Children Living in Filth
By Dan Breitwieser, WCJB TV 20 News.
Investigators say they learned about the abuse because someone noticed bites from roaches and possibly rats on one of the children. And it's not the first time the two adults have been charged with neglect.
The stench is so strong, one can smell it from street--and that's before you can even open the front door.
It takes closed nostrils and a strong stomach to brave the interior of a house in such of this putrid shape it's tough to call a home. Infested with roaches, ants...and who knows what else lies beneath these mounds of dirty clothes and garbage. It took repellant to keep the bugs off for a quick trip inside.
Debra Cotrel lives across the street and says the family kept to themselves, but there was a constant turnover of junk sold in yard sales to help pay the bills.
"It's very disgusting because I do know that small children were there," says Cotrel.
Saturday, the Department of Children and Families found four kids ages two to seventeen living in the filth.

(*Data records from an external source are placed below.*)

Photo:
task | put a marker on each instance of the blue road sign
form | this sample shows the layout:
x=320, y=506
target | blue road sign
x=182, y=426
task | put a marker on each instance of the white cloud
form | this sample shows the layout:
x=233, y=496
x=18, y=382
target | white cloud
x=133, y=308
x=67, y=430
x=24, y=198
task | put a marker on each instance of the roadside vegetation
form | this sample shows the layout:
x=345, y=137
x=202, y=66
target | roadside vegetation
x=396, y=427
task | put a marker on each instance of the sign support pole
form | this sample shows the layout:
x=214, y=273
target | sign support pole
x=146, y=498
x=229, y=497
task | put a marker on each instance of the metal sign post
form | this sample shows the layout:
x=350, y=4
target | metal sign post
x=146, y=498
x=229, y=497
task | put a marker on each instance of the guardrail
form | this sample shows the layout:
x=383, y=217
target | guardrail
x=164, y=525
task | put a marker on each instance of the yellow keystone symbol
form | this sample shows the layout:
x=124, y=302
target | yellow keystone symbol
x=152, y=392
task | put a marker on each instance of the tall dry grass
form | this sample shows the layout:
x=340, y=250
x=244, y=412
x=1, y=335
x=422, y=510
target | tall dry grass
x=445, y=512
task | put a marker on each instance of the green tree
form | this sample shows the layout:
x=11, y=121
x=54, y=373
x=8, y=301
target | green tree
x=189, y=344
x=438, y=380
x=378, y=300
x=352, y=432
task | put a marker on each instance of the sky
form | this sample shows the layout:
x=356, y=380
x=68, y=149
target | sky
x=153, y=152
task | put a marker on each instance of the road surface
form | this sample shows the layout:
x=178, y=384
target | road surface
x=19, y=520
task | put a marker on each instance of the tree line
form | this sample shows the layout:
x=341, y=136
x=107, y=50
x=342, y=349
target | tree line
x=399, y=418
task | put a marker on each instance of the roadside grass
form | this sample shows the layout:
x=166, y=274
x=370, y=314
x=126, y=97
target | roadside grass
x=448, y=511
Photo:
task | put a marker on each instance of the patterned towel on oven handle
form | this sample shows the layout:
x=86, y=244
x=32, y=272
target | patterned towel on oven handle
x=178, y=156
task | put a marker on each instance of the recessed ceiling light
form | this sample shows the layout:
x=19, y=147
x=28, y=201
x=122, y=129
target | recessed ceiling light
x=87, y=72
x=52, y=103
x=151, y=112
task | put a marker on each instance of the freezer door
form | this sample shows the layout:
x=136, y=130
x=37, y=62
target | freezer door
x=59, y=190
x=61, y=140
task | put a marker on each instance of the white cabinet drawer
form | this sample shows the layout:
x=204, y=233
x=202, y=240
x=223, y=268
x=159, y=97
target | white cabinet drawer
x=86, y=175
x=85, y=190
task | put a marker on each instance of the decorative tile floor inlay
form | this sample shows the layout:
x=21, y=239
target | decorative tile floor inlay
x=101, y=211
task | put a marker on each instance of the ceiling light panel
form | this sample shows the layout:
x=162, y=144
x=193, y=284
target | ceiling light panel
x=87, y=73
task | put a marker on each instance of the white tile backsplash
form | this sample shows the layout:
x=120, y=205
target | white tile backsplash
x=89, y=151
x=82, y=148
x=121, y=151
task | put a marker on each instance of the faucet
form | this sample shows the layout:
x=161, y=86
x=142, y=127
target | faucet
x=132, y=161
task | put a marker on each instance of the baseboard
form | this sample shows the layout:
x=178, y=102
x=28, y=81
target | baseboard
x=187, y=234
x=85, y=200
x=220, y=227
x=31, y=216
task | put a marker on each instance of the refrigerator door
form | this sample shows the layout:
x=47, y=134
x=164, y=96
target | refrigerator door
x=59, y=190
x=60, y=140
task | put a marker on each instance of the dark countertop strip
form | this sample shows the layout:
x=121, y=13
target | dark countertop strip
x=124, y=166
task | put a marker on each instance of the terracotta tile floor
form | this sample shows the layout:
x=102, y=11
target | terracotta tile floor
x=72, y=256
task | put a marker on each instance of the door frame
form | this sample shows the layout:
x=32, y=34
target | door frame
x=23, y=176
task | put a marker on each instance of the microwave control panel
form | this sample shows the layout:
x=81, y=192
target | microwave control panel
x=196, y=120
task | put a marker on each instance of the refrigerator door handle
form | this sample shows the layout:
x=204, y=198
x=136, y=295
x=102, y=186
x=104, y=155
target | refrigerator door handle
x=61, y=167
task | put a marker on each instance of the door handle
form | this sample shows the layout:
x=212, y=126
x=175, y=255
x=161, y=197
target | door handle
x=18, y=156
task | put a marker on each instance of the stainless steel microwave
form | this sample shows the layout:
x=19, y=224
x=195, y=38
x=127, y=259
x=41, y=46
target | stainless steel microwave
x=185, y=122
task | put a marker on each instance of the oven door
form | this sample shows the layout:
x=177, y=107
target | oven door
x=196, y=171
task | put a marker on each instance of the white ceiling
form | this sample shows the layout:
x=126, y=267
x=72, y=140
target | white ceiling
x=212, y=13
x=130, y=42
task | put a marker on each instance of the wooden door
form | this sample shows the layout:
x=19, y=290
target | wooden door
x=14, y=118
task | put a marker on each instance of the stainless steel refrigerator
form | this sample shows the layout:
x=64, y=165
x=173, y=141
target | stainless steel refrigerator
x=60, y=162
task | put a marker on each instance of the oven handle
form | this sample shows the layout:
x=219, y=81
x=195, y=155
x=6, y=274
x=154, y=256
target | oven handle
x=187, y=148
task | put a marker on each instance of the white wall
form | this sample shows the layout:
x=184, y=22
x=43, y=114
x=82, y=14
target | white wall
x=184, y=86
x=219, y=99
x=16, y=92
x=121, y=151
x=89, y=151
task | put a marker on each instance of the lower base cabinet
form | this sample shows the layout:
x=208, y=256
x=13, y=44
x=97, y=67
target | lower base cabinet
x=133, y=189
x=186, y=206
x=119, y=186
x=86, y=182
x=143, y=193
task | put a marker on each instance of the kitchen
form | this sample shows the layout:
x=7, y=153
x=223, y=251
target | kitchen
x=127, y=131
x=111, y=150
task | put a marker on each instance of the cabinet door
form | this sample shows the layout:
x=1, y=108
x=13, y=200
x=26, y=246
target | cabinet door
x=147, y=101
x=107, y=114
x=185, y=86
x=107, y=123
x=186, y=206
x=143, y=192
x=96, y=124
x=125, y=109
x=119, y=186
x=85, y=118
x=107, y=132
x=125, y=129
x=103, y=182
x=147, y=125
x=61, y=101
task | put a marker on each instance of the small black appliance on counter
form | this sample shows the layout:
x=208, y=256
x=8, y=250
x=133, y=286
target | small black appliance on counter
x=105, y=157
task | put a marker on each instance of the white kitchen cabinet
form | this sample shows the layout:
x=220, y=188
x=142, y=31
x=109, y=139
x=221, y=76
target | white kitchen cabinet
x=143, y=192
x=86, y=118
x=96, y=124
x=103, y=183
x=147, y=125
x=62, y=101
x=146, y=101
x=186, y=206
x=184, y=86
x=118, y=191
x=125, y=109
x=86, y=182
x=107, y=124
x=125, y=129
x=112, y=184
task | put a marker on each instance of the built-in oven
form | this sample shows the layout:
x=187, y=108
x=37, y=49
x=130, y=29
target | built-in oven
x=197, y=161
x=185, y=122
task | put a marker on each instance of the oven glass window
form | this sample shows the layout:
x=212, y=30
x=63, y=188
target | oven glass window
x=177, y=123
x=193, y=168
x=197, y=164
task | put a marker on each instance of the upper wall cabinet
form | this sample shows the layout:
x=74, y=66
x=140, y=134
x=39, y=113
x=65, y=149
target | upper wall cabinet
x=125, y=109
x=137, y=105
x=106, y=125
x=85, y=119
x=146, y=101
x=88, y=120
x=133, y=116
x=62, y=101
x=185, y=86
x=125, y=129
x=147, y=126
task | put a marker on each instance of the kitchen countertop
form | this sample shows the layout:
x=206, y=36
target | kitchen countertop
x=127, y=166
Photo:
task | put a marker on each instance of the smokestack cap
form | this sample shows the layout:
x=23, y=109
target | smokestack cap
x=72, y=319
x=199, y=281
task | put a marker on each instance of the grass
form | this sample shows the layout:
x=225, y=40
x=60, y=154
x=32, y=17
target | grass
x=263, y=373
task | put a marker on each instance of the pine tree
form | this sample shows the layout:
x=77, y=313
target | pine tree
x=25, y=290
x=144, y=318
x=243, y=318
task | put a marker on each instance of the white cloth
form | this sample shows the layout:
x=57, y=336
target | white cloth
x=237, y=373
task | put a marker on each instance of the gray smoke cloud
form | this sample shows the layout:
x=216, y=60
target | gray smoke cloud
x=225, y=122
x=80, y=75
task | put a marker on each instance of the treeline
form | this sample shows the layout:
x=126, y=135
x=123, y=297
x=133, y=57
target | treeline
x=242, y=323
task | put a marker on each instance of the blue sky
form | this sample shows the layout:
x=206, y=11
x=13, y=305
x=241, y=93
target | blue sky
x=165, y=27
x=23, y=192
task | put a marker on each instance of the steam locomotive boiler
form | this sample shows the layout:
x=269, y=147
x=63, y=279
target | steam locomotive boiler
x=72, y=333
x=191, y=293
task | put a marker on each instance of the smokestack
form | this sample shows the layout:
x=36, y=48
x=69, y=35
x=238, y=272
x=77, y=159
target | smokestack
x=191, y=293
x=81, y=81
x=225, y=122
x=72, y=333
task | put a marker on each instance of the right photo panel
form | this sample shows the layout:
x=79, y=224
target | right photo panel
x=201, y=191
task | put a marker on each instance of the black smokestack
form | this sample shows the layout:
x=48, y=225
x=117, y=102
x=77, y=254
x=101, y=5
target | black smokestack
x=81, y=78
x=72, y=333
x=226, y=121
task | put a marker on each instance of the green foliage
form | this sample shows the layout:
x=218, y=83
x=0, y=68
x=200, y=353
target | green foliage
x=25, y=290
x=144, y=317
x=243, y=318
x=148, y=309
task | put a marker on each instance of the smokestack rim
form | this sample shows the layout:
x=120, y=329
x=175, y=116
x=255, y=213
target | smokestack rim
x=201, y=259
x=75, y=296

Their mother, 35-year-old Heidi Prophet and grandmother, 64-year-old Donna Deal, have been charged with four felony counts of child neglect.

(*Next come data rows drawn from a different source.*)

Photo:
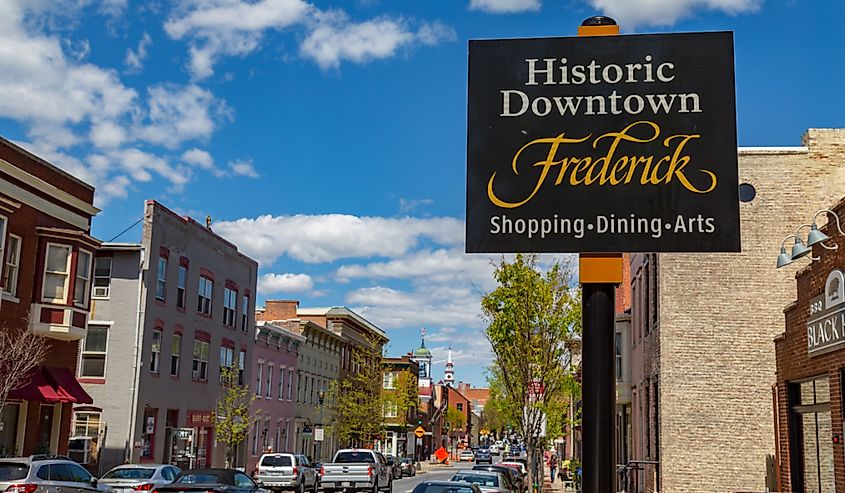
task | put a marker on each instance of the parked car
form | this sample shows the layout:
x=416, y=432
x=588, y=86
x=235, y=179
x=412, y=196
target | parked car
x=287, y=472
x=517, y=478
x=483, y=455
x=487, y=481
x=47, y=474
x=409, y=467
x=356, y=470
x=395, y=466
x=445, y=487
x=139, y=477
x=211, y=481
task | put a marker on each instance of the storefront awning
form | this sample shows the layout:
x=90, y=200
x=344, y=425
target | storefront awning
x=67, y=386
x=50, y=384
x=37, y=389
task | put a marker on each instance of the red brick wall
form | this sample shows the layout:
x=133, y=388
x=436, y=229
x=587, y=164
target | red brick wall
x=278, y=310
x=793, y=362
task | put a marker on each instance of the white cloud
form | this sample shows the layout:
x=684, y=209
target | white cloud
x=336, y=39
x=325, y=238
x=285, y=283
x=442, y=265
x=180, y=113
x=219, y=28
x=229, y=27
x=632, y=13
x=134, y=60
x=505, y=6
x=243, y=168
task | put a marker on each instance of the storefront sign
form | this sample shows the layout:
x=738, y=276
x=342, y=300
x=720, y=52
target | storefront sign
x=826, y=325
x=602, y=144
x=199, y=419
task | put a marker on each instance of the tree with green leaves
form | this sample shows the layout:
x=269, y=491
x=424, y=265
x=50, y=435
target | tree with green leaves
x=234, y=414
x=358, y=400
x=534, y=321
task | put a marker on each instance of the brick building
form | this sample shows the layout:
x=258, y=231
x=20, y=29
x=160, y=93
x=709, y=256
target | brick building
x=47, y=253
x=811, y=371
x=168, y=315
x=702, y=325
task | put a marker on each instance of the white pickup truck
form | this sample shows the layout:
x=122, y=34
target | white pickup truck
x=356, y=470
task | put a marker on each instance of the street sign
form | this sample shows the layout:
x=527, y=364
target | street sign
x=602, y=144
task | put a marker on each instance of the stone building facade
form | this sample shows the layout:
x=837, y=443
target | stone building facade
x=702, y=381
x=809, y=406
x=47, y=253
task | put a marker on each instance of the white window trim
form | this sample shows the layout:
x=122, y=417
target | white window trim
x=12, y=295
x=86, y=296
x=104, y=353
x=94, y=278
x=67, y=273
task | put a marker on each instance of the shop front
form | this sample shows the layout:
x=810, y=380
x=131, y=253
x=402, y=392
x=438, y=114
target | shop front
x=36, y=419
x=808, y=397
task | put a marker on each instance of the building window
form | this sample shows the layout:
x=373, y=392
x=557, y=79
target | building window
x=230, y=298
x=290, y=383
x=391, y=410
x=242, y=367
x=181, y=279
x=161, y=278
x=86, y=424
x=102, y=277
x=199, y=369
x=82, y=286
x=206, y=290
x=244, y=312
x=227, y=356
x=148, y=433
x=618, y=356
x=175, y=354
x=56, y=273
x=13, y=258
x=94, y=352
x=155, y=357
x=389, y=380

"This to me is just as bad as physical abuse," says Chiefland Police Chief Robert Douglas. "It is physical abuse if you think about it, if you have to live in this kind of filth."

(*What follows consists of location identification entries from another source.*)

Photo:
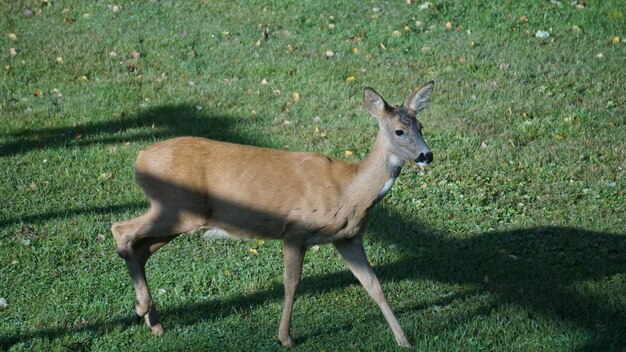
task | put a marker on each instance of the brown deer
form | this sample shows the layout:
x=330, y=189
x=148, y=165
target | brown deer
x=249, y=192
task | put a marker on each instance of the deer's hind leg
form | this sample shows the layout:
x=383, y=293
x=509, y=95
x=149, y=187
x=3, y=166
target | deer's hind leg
x=136, y=240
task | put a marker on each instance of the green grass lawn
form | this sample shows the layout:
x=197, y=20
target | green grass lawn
x=513, y=240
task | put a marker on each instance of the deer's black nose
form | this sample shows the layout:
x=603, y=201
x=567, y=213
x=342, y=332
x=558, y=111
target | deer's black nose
x=425, y=158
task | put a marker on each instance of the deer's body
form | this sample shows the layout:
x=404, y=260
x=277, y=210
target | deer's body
x=251, y=192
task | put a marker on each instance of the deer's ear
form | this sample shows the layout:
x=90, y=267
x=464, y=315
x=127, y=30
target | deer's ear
x=419, y=100
x=374, y=103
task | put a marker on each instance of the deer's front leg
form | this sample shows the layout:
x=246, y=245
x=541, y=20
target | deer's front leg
x=293, y=255
x=354, y=255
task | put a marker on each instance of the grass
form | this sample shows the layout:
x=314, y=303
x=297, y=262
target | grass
x=513, y=240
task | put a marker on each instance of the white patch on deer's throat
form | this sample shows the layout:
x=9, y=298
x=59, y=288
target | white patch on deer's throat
x=394, y=162
x=215, y=233
x=386, y=187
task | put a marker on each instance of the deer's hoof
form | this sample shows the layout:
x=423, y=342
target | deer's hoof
x=157, y=330
x=286, y=341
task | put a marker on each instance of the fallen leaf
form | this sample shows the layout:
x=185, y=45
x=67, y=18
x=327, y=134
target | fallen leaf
x=105, y=176
x=424, y=6
x=542, y=35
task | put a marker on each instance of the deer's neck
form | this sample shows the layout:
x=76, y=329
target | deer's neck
x=375, y=174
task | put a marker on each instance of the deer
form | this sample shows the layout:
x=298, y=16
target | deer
x=248, y=192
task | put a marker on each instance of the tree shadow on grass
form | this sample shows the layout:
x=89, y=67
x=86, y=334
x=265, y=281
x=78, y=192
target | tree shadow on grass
x=537, y=269
x=150, y=125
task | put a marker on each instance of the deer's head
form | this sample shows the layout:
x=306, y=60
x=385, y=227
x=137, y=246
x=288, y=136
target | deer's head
x=400, y=127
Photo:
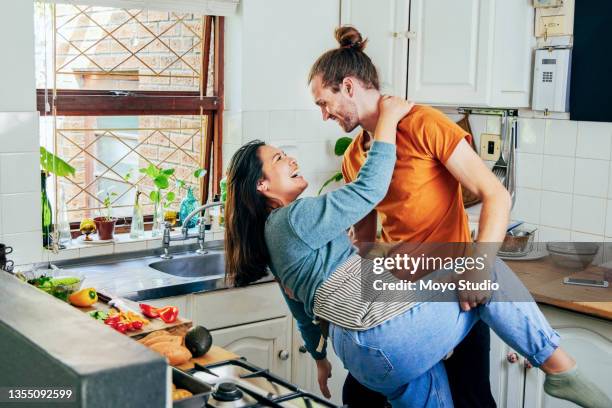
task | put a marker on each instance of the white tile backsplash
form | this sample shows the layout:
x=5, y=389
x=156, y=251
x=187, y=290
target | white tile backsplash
x=588, y=215
x=608, y=231
x=527, y=206
x=582, y=237
x=529, y=170
x=560, y=137
x=556, y=210
x=531, y=135
x=21, y=212
x=19, y=173
x=594, y=140
x=558, y=173
x=282, y=126
x=591, y=177
x=547, y=234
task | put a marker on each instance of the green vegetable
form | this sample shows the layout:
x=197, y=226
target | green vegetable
x=99, y=314
x=64, y=281
x=198, y=340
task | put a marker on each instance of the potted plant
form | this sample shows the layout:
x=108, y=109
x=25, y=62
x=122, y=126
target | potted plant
x=189, y=202
x=160, y=178
x=340, y=147
x=106, y=223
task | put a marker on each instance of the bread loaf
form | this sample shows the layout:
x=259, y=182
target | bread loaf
x=175, y=353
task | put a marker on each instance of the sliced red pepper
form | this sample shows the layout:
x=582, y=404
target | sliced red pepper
x=112, y=320
x=137, y=325
x=168, y=314
x=121, y=327
x=149, y=311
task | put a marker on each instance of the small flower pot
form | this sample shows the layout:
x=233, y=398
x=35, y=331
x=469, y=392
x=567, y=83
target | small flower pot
x=106, y=229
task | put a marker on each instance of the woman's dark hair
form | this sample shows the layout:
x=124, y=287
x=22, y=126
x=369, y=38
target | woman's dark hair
x=246, y=211
x=346, y=60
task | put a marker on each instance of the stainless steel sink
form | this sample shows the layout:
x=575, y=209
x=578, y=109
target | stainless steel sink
x=211, y=265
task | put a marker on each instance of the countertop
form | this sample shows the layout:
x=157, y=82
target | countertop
x=544, y=280
x=129, y=275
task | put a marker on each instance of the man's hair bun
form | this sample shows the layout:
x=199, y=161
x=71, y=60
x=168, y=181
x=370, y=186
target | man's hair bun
x=349, y=37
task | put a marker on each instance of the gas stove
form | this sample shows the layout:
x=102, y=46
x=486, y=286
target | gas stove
x=239, y=384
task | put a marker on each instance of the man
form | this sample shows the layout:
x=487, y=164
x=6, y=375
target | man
x=424, y=202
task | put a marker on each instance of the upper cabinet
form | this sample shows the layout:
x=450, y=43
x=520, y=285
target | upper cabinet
x=446, y=52
x=385, y=24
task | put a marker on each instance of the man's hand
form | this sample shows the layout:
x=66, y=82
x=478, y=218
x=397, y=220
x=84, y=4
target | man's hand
x=323, y=373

A kid's playhouse outside is in better shape than the real thing. But with an animal skeleton in the yard, or blackened toys, or dozens of broken- down bikes, outdoors was no refuge.
Prophet and Deal got into similar trouble in August 2002.
"I've only seen something this bad once before," says Chiefland Building and Zoning Director Bill Hammond. "And that was right here. It's the second time at this house."
"You don't ever know what's going on in your back yard until it's pointed out," says Cotrel.
In the case opened in 2002, Prophet and Deal agreed to court supervision and other monitoring terms instead of jail time. Prophet for one year and Deal for six months. They are currently in the Levy County Jail on 30-thousand-dollars bond each.
The oldest child is staying with an aunt, the youngest three are in foster care.